Changed schema - part one:

<?xml version="1.0" encoding="UTF-8" standalone="no"?>
<xs:schema xmlns:xs="http://www.w3.org/2001/XMLSchema" elementFormDefault="qualified">

    <xs:element name="Document" type="Document"/>
    
    <xs:complexType name="Document">
        <xs:sequence>
            <xs:element name="a" type="aType" maxOccurs="unbounded"/>
        </xs:sequence>
    </xs:complexType>

    <xs:complexType name="aType">
        <xs:sequence>
            <xs:element name="b" type="xs:anyType" maxOccurs="unbounded"/>
        </xs:sequence>
    </xs:complexType>

</xs:schema>

Changed schema - part two:

<?xml version="1.0" encoding="UTF-8" standalone="no"?>
<xs:schema xmlns:xs="http://www.w3.org/2001/XMLSchema" elementFormDefault="qualified">

    <xs:element name="c" type="cType"/>
    
    <xs:complexType name="cType">
        <xs:sequence>
            <xs:element name="d" type="dType" maxOccurs="unbounded"/>
        </xs:sequence>
    </xs:complexType>

    <xs:complexType name="dType">
        <xs:sequence>
            <xs:element name="e" type="eType" maxOccurs="unbounded"/>
        </xs:sequence>
    </xs:complexType>

    <xs:complexType name="eType">
        <xs:sequence>
            <xs:element name="f" type="xs:string"/>
        </xs:sequence>
    </xs:complexType>

</xs:schema>

Multi-Dimensional Arrays

The following limitations apply, when generating an XML document from a Natural data area, if the source data contains arrays:

For each array, exactly one dimension is allowed.
For each level, exactly one dimension can be added.
Each array must have a counter variable.
The counter variable
- must be located before the array and
- the counter variable name must start with the character C followed by the counter separator field.
The *LBOUND (lower boundary) of the array must be 1.

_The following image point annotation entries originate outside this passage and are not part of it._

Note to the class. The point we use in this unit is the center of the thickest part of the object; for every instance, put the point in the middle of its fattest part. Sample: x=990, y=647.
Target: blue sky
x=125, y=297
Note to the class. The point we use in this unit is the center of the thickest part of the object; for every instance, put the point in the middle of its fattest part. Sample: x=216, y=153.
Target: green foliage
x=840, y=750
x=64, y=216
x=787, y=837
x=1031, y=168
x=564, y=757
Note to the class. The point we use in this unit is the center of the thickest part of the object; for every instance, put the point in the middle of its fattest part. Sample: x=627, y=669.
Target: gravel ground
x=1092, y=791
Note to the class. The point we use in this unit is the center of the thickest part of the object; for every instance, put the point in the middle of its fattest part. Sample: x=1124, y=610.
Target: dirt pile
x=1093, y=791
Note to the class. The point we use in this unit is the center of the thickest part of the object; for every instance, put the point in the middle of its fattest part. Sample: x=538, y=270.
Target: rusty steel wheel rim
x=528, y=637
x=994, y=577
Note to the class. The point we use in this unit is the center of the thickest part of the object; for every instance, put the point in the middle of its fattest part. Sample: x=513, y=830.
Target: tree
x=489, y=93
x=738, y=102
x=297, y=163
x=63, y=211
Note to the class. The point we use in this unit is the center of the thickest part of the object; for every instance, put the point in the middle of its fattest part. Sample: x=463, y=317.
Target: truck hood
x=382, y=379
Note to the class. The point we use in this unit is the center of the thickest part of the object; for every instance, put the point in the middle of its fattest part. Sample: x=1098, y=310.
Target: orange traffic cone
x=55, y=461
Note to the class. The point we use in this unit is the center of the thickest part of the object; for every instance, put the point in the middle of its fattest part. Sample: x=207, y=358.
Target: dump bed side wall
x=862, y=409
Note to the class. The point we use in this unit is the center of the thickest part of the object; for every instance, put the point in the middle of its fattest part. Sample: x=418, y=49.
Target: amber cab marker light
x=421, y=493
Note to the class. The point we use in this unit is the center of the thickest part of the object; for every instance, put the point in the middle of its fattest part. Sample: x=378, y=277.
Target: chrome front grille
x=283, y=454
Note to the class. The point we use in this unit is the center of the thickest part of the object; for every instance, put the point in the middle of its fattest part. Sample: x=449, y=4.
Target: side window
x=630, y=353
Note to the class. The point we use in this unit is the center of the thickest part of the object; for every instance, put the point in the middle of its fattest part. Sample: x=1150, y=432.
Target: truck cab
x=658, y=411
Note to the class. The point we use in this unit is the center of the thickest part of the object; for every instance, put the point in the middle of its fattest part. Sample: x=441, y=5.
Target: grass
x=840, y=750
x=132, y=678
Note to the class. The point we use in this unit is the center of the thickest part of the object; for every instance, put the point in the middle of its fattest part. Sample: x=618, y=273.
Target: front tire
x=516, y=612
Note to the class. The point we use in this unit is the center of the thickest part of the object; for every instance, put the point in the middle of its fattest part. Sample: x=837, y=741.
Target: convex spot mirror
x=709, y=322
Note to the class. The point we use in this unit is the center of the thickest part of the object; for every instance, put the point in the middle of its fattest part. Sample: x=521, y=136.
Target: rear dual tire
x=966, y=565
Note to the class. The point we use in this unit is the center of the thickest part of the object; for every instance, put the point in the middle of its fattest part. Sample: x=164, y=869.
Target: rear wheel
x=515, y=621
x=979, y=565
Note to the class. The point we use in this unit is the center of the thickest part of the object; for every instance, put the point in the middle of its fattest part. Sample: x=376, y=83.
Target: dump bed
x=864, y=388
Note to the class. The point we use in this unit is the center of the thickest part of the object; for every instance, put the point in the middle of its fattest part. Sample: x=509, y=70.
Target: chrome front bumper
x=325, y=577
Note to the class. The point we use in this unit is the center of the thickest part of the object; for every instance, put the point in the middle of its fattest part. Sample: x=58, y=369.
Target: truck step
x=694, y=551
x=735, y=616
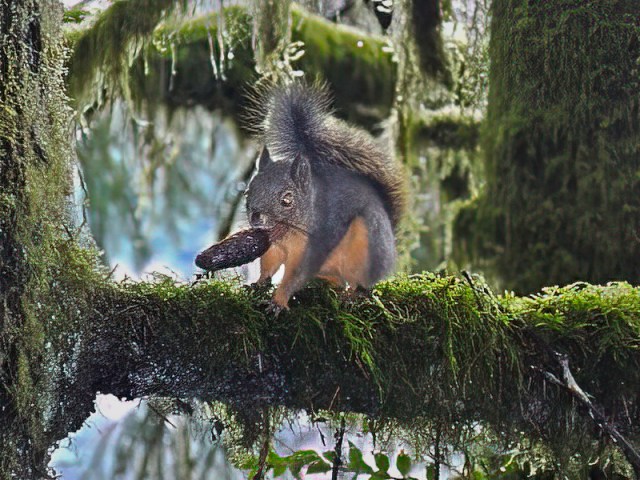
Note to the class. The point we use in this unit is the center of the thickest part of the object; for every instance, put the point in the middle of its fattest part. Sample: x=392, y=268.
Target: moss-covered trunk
x=34, y=179
x=561, y=138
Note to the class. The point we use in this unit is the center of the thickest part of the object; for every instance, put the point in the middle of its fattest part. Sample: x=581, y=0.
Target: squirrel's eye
x=287, y=199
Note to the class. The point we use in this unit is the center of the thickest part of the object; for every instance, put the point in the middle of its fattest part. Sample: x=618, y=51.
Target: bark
x=563, y=191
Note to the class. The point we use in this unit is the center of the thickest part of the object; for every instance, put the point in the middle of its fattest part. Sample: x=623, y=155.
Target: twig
x=264, y=451
x=569, y=383
x=338, y=460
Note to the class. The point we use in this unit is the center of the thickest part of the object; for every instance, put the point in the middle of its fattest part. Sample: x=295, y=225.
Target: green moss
x=421, y=349
x=330, y=50
x=102, y=54
x=561, y=143
x=173, y=65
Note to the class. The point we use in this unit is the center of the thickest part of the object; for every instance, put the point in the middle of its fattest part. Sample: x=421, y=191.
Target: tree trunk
x=34, y=179
x=562, y=152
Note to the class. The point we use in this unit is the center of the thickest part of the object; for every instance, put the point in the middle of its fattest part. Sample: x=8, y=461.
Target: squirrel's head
x=280, y=193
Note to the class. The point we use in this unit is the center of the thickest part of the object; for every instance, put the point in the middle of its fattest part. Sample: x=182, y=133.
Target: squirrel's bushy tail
x=297, y=119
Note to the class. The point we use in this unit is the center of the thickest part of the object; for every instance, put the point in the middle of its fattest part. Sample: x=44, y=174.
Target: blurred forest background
x=518, y=125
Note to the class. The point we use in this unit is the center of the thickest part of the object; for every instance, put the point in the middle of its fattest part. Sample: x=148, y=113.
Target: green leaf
x=382, y=462
x=431, y=472
x=403, y=463
x=318, y=467
x=356, y=462
x=279, y=470
x=330, y=455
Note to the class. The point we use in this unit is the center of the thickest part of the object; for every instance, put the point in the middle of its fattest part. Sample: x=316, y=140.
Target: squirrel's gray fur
x=297, y=119
x=316, y=175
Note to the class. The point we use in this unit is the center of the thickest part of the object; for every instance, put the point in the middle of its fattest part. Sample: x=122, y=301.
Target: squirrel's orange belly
x=349, y=261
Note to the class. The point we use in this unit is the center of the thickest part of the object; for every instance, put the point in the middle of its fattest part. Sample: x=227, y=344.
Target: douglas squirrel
x=331, y=193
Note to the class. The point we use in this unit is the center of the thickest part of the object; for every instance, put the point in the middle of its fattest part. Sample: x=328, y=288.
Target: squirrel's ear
x=265, y=159
x=301, y=171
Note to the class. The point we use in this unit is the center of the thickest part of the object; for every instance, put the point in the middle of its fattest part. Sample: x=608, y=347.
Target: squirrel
x=334, y=195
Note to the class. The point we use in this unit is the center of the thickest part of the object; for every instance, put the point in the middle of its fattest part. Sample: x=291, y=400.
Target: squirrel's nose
x=257, y=219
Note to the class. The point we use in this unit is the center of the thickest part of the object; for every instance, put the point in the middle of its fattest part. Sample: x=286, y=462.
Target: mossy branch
x=434, y=348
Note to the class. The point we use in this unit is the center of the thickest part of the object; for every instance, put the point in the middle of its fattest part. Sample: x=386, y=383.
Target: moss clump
x=561, y=143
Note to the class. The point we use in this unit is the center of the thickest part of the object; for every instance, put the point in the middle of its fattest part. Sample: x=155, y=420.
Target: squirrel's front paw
x=260, y=287
x=275, y=308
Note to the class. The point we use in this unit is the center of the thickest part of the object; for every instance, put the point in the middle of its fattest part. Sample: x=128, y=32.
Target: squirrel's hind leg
x=270, y=262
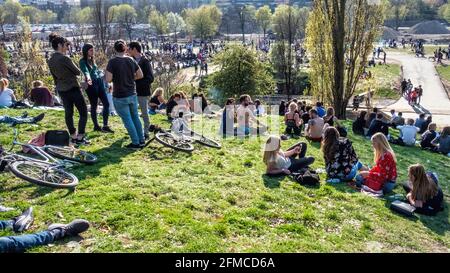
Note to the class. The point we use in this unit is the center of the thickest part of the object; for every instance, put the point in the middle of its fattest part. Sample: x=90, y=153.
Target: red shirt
x=384, y=171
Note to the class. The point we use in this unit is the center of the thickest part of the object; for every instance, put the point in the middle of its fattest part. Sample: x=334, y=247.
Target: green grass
x=158, y=200
x=383, y=78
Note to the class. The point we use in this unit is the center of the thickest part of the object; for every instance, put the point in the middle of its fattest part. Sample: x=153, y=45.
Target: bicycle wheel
x=167, y=139
x=71, y=154
x=43, y=174
x=205, y=141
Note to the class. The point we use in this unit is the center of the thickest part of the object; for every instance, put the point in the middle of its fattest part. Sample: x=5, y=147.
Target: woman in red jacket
x=383, y=175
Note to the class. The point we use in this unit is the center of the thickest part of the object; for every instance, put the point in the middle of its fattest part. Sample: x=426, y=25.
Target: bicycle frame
x=40, y=151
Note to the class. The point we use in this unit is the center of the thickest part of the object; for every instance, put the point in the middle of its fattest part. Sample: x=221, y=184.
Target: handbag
x=57, y=138
x=403, y=208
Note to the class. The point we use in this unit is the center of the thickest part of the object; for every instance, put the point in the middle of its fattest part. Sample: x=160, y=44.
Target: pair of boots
x=59, y=231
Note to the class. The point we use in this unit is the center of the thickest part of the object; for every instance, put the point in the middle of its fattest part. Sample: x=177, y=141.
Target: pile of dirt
x=429, y=27
x=390, y=34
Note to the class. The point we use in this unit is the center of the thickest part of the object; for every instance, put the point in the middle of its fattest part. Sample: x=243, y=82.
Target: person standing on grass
x=143, y=85
x=65, y=74
x=123, y=70
x=96, y=88
x=383, y=175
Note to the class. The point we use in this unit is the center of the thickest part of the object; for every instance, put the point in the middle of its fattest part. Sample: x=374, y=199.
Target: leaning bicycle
x=45, y=169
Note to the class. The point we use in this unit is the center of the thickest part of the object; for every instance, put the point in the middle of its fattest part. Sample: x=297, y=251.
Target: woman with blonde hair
x=383, y=175
x=279, y=162
x=157, y=101
x=423, y=190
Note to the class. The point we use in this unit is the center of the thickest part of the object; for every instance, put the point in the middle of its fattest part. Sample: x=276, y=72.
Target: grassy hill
x=158, y=200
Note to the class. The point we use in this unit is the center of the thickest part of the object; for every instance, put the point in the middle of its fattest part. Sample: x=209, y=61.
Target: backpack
x=57, y=138
x=306, y=177
x=37, y=141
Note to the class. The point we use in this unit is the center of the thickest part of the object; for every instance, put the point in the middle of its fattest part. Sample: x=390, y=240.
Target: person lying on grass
x=383, y=175
x=279, y=162
x=423, y=191
x=341, y=161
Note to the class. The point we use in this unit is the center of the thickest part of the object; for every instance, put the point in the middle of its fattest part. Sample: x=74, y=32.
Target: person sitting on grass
x=20, y=243
x=397, y=120
x=383, y=175
x=245, y=118
x=22, y=119
x=428, y=137
x=40, y=95
x=378, y=126
x=279, y=162
x=293, y=121
x=420, y=121
x=157, y=101
x=359, y=124
x=341, y=161
x=423, y=191
x=407, y=134
x=330, y=118
x=442, y=142
x=315, y=127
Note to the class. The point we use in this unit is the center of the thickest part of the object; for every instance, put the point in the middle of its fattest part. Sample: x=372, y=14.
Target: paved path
x=421, y=71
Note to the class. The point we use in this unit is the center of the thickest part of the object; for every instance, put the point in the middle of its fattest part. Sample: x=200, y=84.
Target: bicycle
x=47, y=170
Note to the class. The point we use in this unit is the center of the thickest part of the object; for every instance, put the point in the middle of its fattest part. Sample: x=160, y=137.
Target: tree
x=80, y=17
x=289, y=24
x=125, y=15
x=264, y=18
x=33, y=64
x=241, y=72
x=33, y=14
x=176, y=23
x=444, y=12
x=102, y=22
x=204, y=21
x=158, y=22
x=9, y=12
x=48, y=16
x=246, y=16
x=340, y=37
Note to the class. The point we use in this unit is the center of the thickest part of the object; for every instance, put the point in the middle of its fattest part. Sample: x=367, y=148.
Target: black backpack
x=57, y=138
x=306, y=177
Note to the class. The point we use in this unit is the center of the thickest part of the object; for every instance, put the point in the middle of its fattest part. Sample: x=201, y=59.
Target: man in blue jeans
x=22, y=242
x=123, y=70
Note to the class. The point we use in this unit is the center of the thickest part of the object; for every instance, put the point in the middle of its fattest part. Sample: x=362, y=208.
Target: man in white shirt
x=407, y=134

XML Schema: Access and Composition

<include>

Include adds multiple schemas with the same target namespace to a document. The document needs to be included, without any changes.

<import>

Import adds multiple schemas with different target namespaces to a document. First the document to be imported requires a namespace prefix translation, then the document can be included.

<redefine>

Redefine selects out specific simple and complex types, groups, and attribute groups from an external schema, and enables you to modify the given specification for your own needs.

Note:
With all of the above elements, only relative URIs are allowed. Absolute URIs (e.g. http://www.yourdomain.com/your/path or file://your/path) can not be used.

DTD: Add external parsed data

The external data has to be included into the document. There are no conversions necessary.

Conditional DTD

If a <![ INCLUDE ] is found, the contained definition will be used for generation.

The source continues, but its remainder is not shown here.